Okay, so he didn't exactly say that with his mouth. But academics--and real people...say, anyone who's ever been in a relationship with another human--tell us that we constantly communicate without words.
We speak with body language (see Gay, Rudy).
With full-body celebrations (see Allen, Tony).
With denials of guilt worthy of the stage at a Catalan theater (see Gasol, Marc after almost every foul called on him).
With a rough draft of your resignation letter by playing the future of the franchise for nine minutes on a night when you didn't need to win and weren't likely to win. You had nine players available. You had to play your over-played, exhausted starters 40 minutes each. The Thunder were celebrating a homecoming on deep rest after their longest road trip of the season on national TV.
And you played Tony Wroten, Jr. for nine minutes.
I can't tell you what Wroten's PER was, but his stat line was decent for 9 min: 6 points, 4 asst, 2 steals. (In nine minutes, he had more than 1/5 of the Griz assists while playing less than 1/26 of the available minutes.)
When I call Wroten "the future of the franchise," I'm not making a grandiose claim that he's the second coming of Rondo. And I'm not suggesting that he's more important than other players present and future. I'm simply riffing on the reality of NBA team-building: first round picks determine the horizons of your franchise. It's a maxim that holds true even for elite, free-spending teams like the Heat, the Lakers, and the Nets: their ceiling (Wade, Kobe) and their basement (Lakers' inability to draft and develop a bench) are tightly tied, if not entirely dictated, by first round draft picks.
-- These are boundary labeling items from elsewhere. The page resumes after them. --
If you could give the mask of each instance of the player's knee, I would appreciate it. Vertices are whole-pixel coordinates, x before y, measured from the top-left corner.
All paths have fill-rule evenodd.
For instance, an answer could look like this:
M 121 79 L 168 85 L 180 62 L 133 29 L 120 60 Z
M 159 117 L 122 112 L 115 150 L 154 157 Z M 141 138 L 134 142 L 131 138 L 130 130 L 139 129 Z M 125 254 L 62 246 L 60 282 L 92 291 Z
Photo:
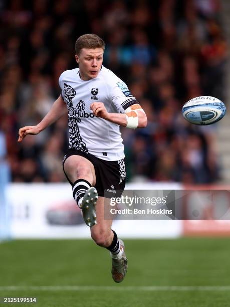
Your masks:
M 107 246 L 109 240 L 110 230 L 101 229 L 99 231 L 91 233 L 91 237 L 96 244 L 99 246 Z
M 76 167 L 76 176 L 77 179 L 85 178 L 91 176 L 92 172 L 87 165 L 78 164 Z

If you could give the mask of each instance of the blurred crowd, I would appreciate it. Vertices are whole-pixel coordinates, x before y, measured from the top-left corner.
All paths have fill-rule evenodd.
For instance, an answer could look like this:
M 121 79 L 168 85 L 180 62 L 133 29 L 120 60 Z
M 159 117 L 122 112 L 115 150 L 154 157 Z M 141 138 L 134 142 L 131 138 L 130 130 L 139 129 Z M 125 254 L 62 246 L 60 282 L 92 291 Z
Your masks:
M 21 143 L 17 134 L 48 112 L 60 74 L 76 67 L 76 40 L 90 33 L 105 40 L 104 65 L 147 115 L 146 128 L 122 129 L 128 181 L 219 179 L 216 126 L 191 125 L 181 113 L 194 97 L 224 98 L 218 0 L 2 0 L 0 21 L 0 129 L 12 181 L 66 181 L 67 117 Z

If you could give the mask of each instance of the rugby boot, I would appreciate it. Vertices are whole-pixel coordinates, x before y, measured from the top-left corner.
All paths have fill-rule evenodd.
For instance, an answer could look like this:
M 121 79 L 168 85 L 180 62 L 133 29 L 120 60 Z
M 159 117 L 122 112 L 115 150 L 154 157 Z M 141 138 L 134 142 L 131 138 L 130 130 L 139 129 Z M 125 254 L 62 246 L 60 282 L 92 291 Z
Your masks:
M 95 206 L 98 199 L 97 190 L 91 187 L 86 192 L 80 206 L 84 220 L 90 227 L 97 224 Z
M 123 249 L 121 258 L 112 258 L 112 277 L 115 282 L 121 282 L 124 279 L 128 268 L 128 260 L 125 253 L 125 245 L 122 240 L 119 239 L 121 249 Z

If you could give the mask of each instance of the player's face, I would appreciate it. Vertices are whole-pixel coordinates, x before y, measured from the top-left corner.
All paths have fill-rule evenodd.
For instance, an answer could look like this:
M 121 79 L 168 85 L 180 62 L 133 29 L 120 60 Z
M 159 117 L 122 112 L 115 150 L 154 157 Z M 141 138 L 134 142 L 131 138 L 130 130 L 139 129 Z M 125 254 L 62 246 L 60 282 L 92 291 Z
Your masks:
M 82 80 L 86 81 L 97 77 L 102 65 L 103 53 L 102 48 L 83 48 L 79 55 L 75 55 Z

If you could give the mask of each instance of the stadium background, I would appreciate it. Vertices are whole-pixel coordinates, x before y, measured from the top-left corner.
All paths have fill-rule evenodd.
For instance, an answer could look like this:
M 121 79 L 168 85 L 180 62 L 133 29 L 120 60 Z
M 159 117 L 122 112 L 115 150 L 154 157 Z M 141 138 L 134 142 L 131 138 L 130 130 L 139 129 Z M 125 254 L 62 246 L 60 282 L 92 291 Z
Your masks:
M 122 129 L 128 182 L 136 185 L 130 188 L 229 188 L 216 186 L 228 183 L 227 143 L 219 144 L 227 115 L 200 127 L 181 114 L 186 101 L 202 95 L 222 100 L 227 112 L 227 3 L 0 2 L 0 240 L 89 236 L 81 222 L 69 224 L 77 208 L 61 165 L 67 118 L 17 142 L 19 128 L 41 120 L 59 95 L 59 76 L 76 67 L 74 43 L 87 33 L 104 39 L 104 65 L 147 115 L 146 128 Z M 54 226 L 47 222 L 54 206 Z M 108 255 L 89 240 L 9 240 L 0 245 L 0 296 L 34 295 L 46 306 L 229 305 L 228 238 L 180 238 L 229 235 L 228 220 L 128 222 L 117 229 L 133 238 L 126 240 L 130 270 L 122 287 L 110 279 Z M 140 237 L 152 239 L 134 239 Z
The Grizzlies' future is linked to Tony Wroten's development. And to develop in the NBA, you have to play.
I know we have a long-term starting PG. I know Tony is raw. But unless you develop talent before you need it, you'll never have it. Conley might be too costly to resign after this deal. You need a (long-term, inexpensive) backup between now and then.
Or you can overpay, go without a backup PG, or take a flyer on a dying star. We've tried these approaches; one put us in the luxury tax, the others gave us the supernova that was Allen Iverson and the exhaustion of Mike Conley in the playoffs.